I have experience with two techniques for Helicobacter, blue dye (Diff-Quik II, Giemsa, toluidine blue), and immunohistochemistry.
My experience is that the dye method often requires oil immersion examination (slightly time consuming), where IHC slides can be examined under much lower magnification. This difference doesn't matter if I have three gastric biopsies a week, but it matters a lot if I have ten in a day, plus fifty other cases to sign out.
Many laboratories do the stain - whatever stain they do - on every gastric biopsy specimen.
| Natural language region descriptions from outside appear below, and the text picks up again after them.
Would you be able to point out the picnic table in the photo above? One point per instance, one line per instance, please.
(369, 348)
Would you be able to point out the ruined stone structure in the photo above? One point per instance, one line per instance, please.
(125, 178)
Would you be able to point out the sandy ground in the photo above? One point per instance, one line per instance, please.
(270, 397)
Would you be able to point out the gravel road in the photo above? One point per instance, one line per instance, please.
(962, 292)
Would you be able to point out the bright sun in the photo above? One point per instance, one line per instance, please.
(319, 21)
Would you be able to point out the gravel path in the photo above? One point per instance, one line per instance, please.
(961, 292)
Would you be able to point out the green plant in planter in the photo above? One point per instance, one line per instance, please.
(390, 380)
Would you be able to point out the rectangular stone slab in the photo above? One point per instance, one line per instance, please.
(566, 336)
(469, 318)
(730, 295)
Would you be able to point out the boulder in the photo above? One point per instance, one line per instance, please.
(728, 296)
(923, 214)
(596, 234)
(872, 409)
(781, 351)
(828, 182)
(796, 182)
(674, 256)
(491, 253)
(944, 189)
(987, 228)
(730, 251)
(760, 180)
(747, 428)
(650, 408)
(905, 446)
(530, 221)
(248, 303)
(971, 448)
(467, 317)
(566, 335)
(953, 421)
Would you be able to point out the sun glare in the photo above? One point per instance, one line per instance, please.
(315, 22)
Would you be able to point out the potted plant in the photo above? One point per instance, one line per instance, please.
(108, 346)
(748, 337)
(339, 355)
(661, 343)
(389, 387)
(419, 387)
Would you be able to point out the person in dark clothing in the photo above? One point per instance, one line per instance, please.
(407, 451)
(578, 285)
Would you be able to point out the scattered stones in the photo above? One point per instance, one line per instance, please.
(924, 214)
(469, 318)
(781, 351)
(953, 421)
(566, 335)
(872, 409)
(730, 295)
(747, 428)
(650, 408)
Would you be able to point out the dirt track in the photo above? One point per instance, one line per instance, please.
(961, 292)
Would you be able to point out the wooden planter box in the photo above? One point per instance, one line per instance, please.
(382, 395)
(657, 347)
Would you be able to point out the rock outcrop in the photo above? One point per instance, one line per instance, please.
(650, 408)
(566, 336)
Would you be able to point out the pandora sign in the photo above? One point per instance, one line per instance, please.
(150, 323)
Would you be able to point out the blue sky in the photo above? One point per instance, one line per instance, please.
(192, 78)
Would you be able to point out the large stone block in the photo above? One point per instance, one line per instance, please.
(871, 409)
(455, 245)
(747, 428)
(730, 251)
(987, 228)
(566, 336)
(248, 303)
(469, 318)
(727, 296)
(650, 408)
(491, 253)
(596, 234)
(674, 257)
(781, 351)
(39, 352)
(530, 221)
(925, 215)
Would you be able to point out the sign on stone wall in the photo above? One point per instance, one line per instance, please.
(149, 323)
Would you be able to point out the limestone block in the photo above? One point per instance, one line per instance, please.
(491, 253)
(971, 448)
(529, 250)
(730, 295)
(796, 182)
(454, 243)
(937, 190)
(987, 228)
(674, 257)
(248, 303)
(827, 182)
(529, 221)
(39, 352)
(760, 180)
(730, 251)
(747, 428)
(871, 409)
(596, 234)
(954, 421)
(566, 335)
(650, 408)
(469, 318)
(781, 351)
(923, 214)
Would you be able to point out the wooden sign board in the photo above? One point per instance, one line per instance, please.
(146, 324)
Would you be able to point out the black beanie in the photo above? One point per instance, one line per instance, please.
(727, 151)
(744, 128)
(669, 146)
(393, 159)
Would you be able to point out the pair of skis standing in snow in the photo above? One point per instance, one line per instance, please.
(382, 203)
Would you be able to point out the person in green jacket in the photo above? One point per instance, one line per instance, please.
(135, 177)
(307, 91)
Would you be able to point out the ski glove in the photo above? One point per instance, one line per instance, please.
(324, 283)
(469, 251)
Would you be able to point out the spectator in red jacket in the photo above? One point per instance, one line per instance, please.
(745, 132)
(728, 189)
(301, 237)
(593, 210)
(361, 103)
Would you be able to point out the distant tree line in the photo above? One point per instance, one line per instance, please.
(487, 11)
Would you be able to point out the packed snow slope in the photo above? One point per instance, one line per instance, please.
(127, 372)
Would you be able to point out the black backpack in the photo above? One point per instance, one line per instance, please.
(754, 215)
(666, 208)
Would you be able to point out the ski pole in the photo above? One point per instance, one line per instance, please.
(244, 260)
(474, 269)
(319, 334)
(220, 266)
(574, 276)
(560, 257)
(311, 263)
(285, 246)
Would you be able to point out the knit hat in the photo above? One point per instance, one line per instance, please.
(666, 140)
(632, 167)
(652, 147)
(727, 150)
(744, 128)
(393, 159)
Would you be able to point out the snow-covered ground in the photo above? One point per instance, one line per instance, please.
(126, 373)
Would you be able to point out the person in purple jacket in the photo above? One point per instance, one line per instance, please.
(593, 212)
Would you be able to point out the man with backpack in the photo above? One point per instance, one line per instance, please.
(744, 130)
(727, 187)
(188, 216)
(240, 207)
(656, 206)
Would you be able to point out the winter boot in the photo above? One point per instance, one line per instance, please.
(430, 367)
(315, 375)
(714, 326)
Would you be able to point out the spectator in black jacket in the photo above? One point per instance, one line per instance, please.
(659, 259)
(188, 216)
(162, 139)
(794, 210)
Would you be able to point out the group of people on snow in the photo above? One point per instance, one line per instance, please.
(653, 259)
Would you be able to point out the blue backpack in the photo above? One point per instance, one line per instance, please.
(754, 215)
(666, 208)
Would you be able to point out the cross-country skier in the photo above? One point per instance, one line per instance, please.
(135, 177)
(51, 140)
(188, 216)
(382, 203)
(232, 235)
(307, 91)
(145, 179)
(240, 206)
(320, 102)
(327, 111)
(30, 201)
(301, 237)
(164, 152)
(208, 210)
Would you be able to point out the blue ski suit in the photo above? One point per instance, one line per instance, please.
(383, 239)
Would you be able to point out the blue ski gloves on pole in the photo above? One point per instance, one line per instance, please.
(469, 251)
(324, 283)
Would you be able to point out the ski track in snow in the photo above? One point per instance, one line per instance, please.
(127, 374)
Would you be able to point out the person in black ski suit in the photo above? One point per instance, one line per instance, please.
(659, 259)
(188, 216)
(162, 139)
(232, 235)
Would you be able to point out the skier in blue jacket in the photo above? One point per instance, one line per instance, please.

Others only do the stain only if it's specifically requested, or if neutrophilic infiltration (chronic active gastritis) is seen in the H & E sections.
A current discussion going on on PATHO-L suggests that regulators are starting to prohibit doing IHC on every gastric biopsy specimen, and you should be following this point closely.
I've often been told that real men can see Helicobacter in the H & E slides, but I can't reliably - maybe it's my 68 year old eyes.
It's simpler to a quick stain with Diff-Quik II (or one of its generic equivalents) or with toluidine blue, rather than doing a full Giemsa stain.
A frequently ought-to-be-asked question: does Helicobacter heilmannii (the bug formerly known as Gastrospirillum hominis) mark with the H. pylori antibody? Answer (according to Japanese sources - H. heilmannii is more common in Japan than in the rest of the world) is that it definitely does mark. (I've seen H. heilmannii once in my life, and that was good many years ago.)